Photos Show PG&E Lines Sparked Tubbs Fire: Expert
Published Sep 26, 2019
New photographic evidence indicates tree contact with two PG&E power lines – not the private hilltop electrical system state investigators have blamed – caused the devastating Tubbs fire, according to an expert with four decades of experience investigating electrical fires.
Until now, the second most destructive fire in state history stands as the only one of a two-year string of Northern California wildfires Cal Fire has not blamed on PG&E equipment. Cal Fire says in its report this year that the fire that started on October 8, 2017, was sparked somewhere along an unpermitted, substandard electrical system on a hilltop property along Bennett Lane in Calistoga.

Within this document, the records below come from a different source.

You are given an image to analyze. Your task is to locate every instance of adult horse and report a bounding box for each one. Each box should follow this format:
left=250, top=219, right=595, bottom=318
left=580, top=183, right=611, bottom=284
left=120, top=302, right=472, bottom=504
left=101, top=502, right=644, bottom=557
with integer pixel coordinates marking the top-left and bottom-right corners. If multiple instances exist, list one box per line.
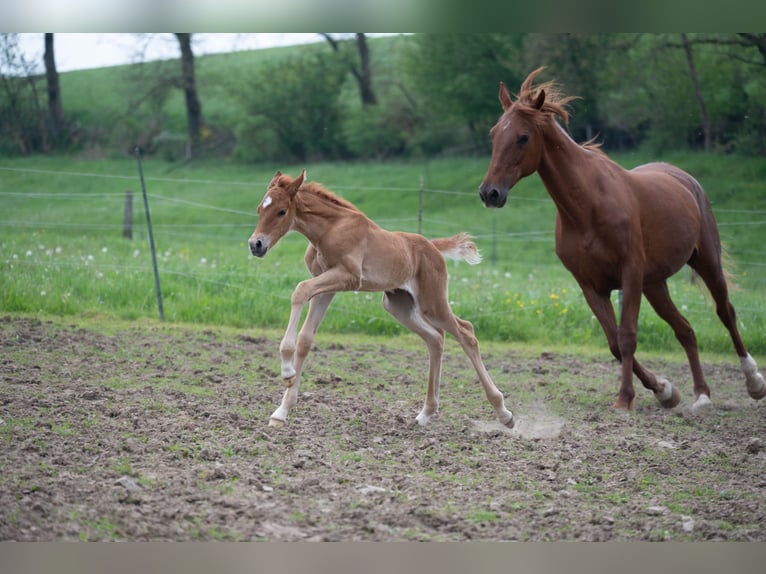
left=249, top=170, right=514, bottom=427
left=479, top=68, right=766, bottom=409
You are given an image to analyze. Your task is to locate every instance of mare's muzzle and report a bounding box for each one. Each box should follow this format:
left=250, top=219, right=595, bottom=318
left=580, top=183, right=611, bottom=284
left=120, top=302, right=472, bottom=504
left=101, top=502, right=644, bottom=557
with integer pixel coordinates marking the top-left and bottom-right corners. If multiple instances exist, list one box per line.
left=479, top=183, right=508, bottom=207
left=249, top=238, right=269, bottom=257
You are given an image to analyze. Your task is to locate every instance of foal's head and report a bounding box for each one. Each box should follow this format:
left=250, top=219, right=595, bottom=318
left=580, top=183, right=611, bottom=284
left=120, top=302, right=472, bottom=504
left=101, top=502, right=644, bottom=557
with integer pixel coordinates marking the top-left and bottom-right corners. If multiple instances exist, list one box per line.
left=479, top=68, right=574, bottom=207
left=249, top=169, right=306, bottom=257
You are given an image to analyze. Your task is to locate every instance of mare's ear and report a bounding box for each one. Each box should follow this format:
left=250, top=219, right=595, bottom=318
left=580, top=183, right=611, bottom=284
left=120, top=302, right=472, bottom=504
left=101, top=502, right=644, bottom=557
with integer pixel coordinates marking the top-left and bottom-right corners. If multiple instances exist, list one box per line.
left=498, top=82, right=513, bottom=112
left=287, top=169, right=306, bottom=197
left=269, top=170, right=282, bottom=187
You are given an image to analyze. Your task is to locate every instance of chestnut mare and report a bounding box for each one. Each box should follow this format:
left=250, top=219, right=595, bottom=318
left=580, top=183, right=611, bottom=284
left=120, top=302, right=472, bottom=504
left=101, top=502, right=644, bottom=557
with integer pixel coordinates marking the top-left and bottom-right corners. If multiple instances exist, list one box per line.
left=249, top=170, right=514, bottom=427
left=479, top=68, right=766, bottom=409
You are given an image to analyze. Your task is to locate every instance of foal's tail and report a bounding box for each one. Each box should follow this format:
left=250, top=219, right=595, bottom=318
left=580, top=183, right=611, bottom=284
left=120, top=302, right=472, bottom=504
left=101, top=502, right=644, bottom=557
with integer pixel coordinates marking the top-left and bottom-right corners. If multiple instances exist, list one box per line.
left=431, top=233, right=481, bottom=265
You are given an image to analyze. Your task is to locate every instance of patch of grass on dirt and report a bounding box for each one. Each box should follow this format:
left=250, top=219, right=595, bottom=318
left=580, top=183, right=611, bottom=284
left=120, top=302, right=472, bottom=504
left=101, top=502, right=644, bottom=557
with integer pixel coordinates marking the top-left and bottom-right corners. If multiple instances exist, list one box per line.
left=0, top=317, right=766, bottom=541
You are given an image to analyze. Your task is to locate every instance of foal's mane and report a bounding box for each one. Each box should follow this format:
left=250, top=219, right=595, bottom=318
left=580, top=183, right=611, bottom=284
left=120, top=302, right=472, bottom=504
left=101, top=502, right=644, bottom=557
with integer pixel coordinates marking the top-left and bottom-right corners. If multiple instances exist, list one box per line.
left=279, top=175, right=359, bottom=215
left=513, top=66, right=603, bottom=153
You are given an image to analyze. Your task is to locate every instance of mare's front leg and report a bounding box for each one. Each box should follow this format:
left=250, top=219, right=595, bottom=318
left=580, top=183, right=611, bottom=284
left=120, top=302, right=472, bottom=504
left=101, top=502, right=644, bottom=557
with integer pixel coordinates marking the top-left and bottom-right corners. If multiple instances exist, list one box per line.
left=269, top=293, right=335, bottom=428
left=580, top=284, right=680, bottom=408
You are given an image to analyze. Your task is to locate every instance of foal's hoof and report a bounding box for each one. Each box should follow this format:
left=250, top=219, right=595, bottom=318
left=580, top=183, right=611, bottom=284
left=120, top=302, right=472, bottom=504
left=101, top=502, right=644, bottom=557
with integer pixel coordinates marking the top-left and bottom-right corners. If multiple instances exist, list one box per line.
left=660, top=383, right=681, bottom=409
left=269, top=417, right=285, bottom=429
left=500, top=411, right=516, bottom=429
left=747, top=373, right=766, bottom=401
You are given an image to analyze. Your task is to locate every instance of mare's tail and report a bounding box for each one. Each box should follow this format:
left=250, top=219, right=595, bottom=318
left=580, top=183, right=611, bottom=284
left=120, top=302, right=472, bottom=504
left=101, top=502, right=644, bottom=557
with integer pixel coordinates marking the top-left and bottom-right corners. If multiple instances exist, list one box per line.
left=431, top=233, right=481, bottom=265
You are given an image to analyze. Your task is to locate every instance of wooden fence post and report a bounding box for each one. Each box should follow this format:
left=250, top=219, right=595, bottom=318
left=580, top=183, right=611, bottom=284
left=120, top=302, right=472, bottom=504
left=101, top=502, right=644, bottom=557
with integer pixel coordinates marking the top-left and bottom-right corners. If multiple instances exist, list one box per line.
left=122, top=190, right=133, bottom=239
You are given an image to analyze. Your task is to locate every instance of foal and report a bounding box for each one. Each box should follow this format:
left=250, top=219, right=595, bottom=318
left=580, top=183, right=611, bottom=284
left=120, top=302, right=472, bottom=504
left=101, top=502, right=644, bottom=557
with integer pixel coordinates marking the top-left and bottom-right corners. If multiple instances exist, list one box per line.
left=249, top=170, right=514, bottom=427
left=479, top=68, right=766, bottom=409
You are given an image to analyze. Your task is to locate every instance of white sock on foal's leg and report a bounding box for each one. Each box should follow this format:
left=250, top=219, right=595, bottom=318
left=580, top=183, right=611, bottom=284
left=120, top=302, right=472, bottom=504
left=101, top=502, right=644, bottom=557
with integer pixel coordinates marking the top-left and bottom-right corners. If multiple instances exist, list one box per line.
left=739, top=353, right=766, bottom=400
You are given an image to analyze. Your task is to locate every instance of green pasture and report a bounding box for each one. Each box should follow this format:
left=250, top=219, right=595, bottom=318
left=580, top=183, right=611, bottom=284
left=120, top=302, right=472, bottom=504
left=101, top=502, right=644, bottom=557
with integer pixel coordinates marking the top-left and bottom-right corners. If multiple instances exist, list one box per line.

But photos of two PG&E lines – recently obtained by NBC Bay Area’s Investigative unit – show telltale marks of arcing far from that home, says veteran electrical engineer Ken Buske, who has examined the cause of 1,000 fires over four decades.
Arcing is the burst of energy, akin to lightning, often associated with high voltage lines slapping against each other in high winds or contact with vegetation.
The photos are of two adjacent PG&E wires that had fed the hilltop property, after PG&E replaced them earlier this year as part of what it says was system hardening efforts against wildfire.
The photos show boil-like marks on what had been two adjacent 12,000 volt copper lines. Those wires, PG&E says, are now being preserved.
“This is where the fire started,” Buske said, pointing to the photos and the location of the marks on the top of the wires as strong evidence of tree contact at a location that sources say is about 30 feet from Bennett Lane. That spot is some 100 yards from the area of origin identified in Cal Fire’s report.
Based on the marks, Buske offered a much different scenario than Cal Fire’s report.
“There’s a bright flash, an electric flow — like lightning between the portion of the wire, the top wire and some vegetation, and there’s a similar event with the other wire,” Buske said.
He says a surveillance video that NBC Bay Area previously broadcast is additional evidence. The recording shows that at 9:20 p.m., well before the fire became visible, there was a bright flash of light to the right of the image, not far from where the arc marks were found. Buske says the intensity of the light is strong evidence of arcing.
The timing of the flash also corresponds to the exact moment fuses and a power outage that cut power to the private hilltop property Cal Fire blames for the fire.
Given the report doesn’t account for even the potential that arcing sparked the fire, Buske offered a blunt assessment of Cal Fire’s findings.
“The fire report is wrong,” he said.
Cal Fire has not responded to questions about potential new evidence of arcing, instead standing by its findings that clear PG&E.
PG&E’s CEO, Bill Johnson, says Cal Fire got it right.
“There were 21 fires,” Johnson said after a federal court status hearing earlier this month on PG&E wildfire prevention efforts. “Cal Fire said PG&E caused 20 of them, and didn’t cause the other one, and I think we should have a little confidence in their ability to determine things.”
But State Sen. Jerry Hill isn’t so sure, especially since Cal Fire has so far seemed unwilling to look at any evidence that casts doubt on its findings.
“It’s outrageous,” he said, “that they’ve kind of dug in their heels and said we’re not going to do that.”
Hill says state investigators should think twice when they point the finger and then refuse to reconsider.
“We’re going to really force this — because when you don’t blame the right people, you don’t hold the right people responsible for this. That’s not justice…”
Buske says based on the evidence he has reviewed, Cal Fire needs to start the Tubbs fire probe from scratch.
“There’s a big problem,” he said. “The Tubbs fire isn’t somebody’s burnt chicken coop. A lot of people suffered a lot in the fire and they deserved a good fire report.”
Whatever Cal Fire does now, a San Francisco jury is set to decide in January what role, if any, PG&E played in the fire.